Data-centric ML

Deep-dive code on GitHub →

A claim that is mostly true and not stated loudly enough in the main spine: most of the recent capability gains in deep learning are gains in the data, not gains in the architecture or the optimizer. Transformers from 2017 are still mostly transformers in 2026, with refinements but not revolutions. What changed underneath the field’s leaderboard was the data, its quantity, its quality, its curation, its mixture, and the cleverness with which models were trained on synthetic and human-augmented variants of it.

This chapter is a launching point for the field that takes data as the primary object of study.

Why “data-centric” is a real reframing

The shorthand: in classical ML research, you fix the dataset and vary the model. In data-centric ML, you fix the model architecture and vary the data, exploring how mixture composition, curation, deduplication, ordering, and augmentation change what the model becomes. Once you take this view seriously, a lot of the usual narrative gets revised.

A few examples of how the data-centric framing reads the recent record:

“Reasoning” capability is reasoning data. The recent boost in chain-of-thought-style reasoning from RL-on-verifiable-rewards is, at the end of the day, training on rollouts of successful reasoning. The model is not learning to reason from first principles; it is being shown a lot of examples of reasoning that worked and absorbing the surface form. (Whether that constitutes “real” reasoning is a different question, and a fair amount of the controversy in the field is downstream of how you answer it. See Chapter 6 on what RL post-training actually teaches.)
Many strong base models are strong because of their data. Pretraining corpora are not commodities. Two labs with the same architecture and similar compute will produce noticeably different base models because their data pipelines, deduplication strategies, and quality filters were different. The architecture is mostly settled; the data pipeline is the moat.
Specialized capabilities track specialized data. As a concrete example: code models, including Claude Code, which you may be using to read this book, are strong at programming tasks largely because their post-training pipeline includes large volumes of high-quality coding demonstrations and feedback from expert engineers. The model is “good at code” because someone curated a lot of good code data and trained on it carefully.

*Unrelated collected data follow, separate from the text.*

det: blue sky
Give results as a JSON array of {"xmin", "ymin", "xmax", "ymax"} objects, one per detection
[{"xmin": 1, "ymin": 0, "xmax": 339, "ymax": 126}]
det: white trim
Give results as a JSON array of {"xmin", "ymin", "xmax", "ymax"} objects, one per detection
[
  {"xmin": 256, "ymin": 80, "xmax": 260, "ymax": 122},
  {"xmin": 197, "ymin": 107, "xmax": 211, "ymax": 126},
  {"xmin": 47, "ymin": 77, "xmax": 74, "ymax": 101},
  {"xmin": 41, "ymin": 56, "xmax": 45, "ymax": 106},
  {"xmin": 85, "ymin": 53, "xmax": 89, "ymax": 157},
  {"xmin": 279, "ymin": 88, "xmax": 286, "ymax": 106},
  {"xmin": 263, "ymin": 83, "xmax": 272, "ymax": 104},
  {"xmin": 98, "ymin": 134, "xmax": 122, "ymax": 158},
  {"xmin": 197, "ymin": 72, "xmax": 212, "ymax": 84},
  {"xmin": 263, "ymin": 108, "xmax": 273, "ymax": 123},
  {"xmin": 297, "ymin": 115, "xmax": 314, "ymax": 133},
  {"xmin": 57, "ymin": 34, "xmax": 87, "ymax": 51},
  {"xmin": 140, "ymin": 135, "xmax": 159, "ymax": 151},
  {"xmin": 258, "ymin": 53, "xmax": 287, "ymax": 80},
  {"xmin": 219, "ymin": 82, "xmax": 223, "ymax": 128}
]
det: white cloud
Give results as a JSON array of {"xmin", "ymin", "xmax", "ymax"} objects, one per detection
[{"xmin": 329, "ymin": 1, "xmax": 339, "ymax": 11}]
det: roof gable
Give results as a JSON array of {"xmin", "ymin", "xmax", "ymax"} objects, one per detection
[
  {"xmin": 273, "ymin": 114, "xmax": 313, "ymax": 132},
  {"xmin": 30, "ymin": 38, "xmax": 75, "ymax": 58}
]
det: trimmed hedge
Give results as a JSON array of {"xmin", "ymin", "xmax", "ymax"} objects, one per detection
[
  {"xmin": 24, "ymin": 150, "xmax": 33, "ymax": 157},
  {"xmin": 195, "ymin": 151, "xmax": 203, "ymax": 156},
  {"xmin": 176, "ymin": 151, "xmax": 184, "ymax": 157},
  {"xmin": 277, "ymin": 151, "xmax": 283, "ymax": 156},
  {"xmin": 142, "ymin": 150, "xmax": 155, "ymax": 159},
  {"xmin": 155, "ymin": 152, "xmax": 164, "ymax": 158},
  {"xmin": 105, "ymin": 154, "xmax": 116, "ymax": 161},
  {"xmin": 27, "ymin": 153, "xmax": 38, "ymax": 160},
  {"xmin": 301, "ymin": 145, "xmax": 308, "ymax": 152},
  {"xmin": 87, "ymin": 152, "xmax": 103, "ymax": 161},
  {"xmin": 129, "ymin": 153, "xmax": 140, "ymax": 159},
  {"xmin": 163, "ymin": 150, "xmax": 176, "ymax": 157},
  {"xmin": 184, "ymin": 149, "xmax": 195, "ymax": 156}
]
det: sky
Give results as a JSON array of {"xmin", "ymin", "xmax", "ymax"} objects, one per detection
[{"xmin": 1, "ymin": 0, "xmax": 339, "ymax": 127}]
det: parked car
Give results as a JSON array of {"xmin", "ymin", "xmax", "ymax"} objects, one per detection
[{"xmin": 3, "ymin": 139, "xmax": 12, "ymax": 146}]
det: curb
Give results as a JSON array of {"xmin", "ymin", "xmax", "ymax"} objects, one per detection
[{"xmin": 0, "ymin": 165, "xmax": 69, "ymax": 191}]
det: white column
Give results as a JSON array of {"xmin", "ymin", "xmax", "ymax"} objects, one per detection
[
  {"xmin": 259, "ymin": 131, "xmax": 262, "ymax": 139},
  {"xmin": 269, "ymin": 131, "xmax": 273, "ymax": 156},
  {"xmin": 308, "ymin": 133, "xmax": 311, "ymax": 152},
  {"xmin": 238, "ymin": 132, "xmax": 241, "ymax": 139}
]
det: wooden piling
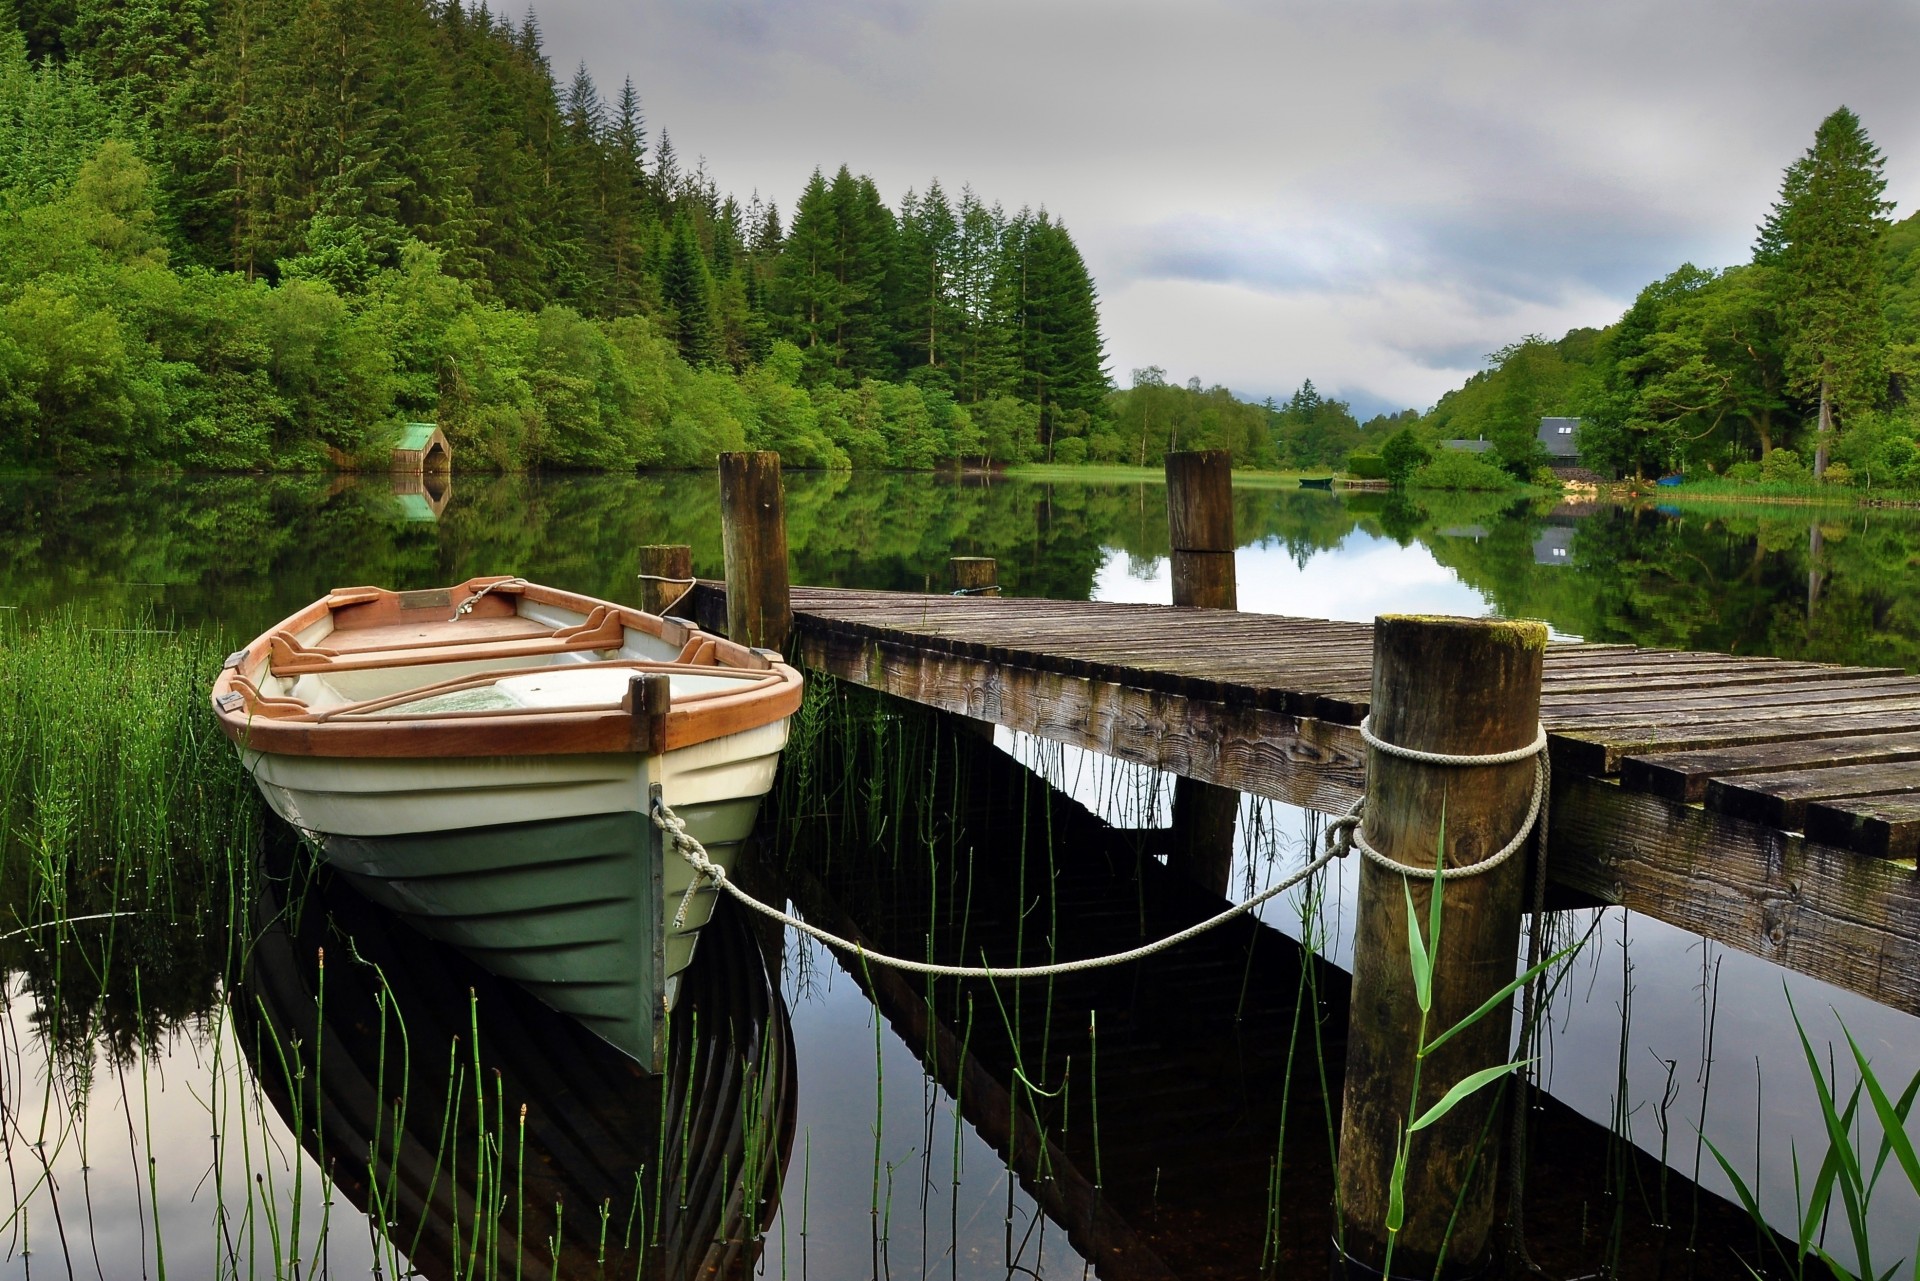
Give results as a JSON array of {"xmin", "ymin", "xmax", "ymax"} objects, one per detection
[
  {"xmin": 1165, "ymin": 450, "xmax": 1237, "ymax": 611},
  {"xmin": 637, "ymin": 543, "xmax": 693, "ymax": 617},
  {"xmin": 718, "ymin": 451, "xmax": 791, "ymax": 651},
  {"xmin": 1335, "ymin": 614, "xmax": 1546, "ymax": 1277},
  {"xmin": 1165, "ymin": 450, "xmax": 1239, "ymax": 893},
  {"xmin": 949, "ymin": 556, "xmax": 1000, "ymax": 597}
]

The deeper consequence: scaling laws are all conditional on the data distribution. Kaplan and Chinchilla scaling [1], [2] derive an empirical relationship between compute, parameters, and loss, for a given data distribution. Change the data and you can shift the curves; the relationship is not a law of nature about networks, it is a law of nature about networks + a specific dataset.

What the field actually studies

A short and incomplete map of what people in the data-centric corner of the field work on:

Deduplication and quality filtering. Repetition destabilizes training; low-quality content wastes capacity. Both have become careful disciplines.
Mixture design. How much code, how much math, how much general web text, how much instruction-following data, and how these proportions interact with downstream capability.
Synthetic data and data augmentation. Using models to generate training data for other models. Closely tied to the model collapse phenomenon from Chapter 8, the limits and traps are real.
Active and curriculum data selection. Choosing which examples to train on, in what order. Easy in principle, surprisingly subtle at scale.
Evaluation of data, not just models. Methods to measure the “value” of a corpus or a data-pipeline change before paying for a full training run.
Provenance and rights. A field-shaping social/legal layer that gets less discussion in research papers than in courts. Mentioned here for honesty.

Where this field is, culturally

Data-centric ML is the part of the field where the public-academic literature lags the most behind frontier practice. Frontier labs guard their data pipelines as closely as their architectures, and sometimes more closely, for both competitive and legal reasons. The published research is real and growing, but the practice at the frontier is mostly invisible.

Where to go next

The legible entry points:

Papers and blog posts on specific data-pipeline interventions (deduplication, quality filtering, mixture design).
Open data initiatives (FineWeb, RefinedWeb, the open code corpora), their documentation is a curriculum on what data work looks like.
The model-collapse literature, which is one of the clearest examples of the data-centric mode of thinking.
Frontier-lab technical reports, their data sections are usually heavily redacted, but the redactions themselves are informative.

If you finished the main spine with the impression that the scientific question of deep learning is about networks, this chapter is a counterweight: a serious fraction of the scientific question is about the data networks are trained on.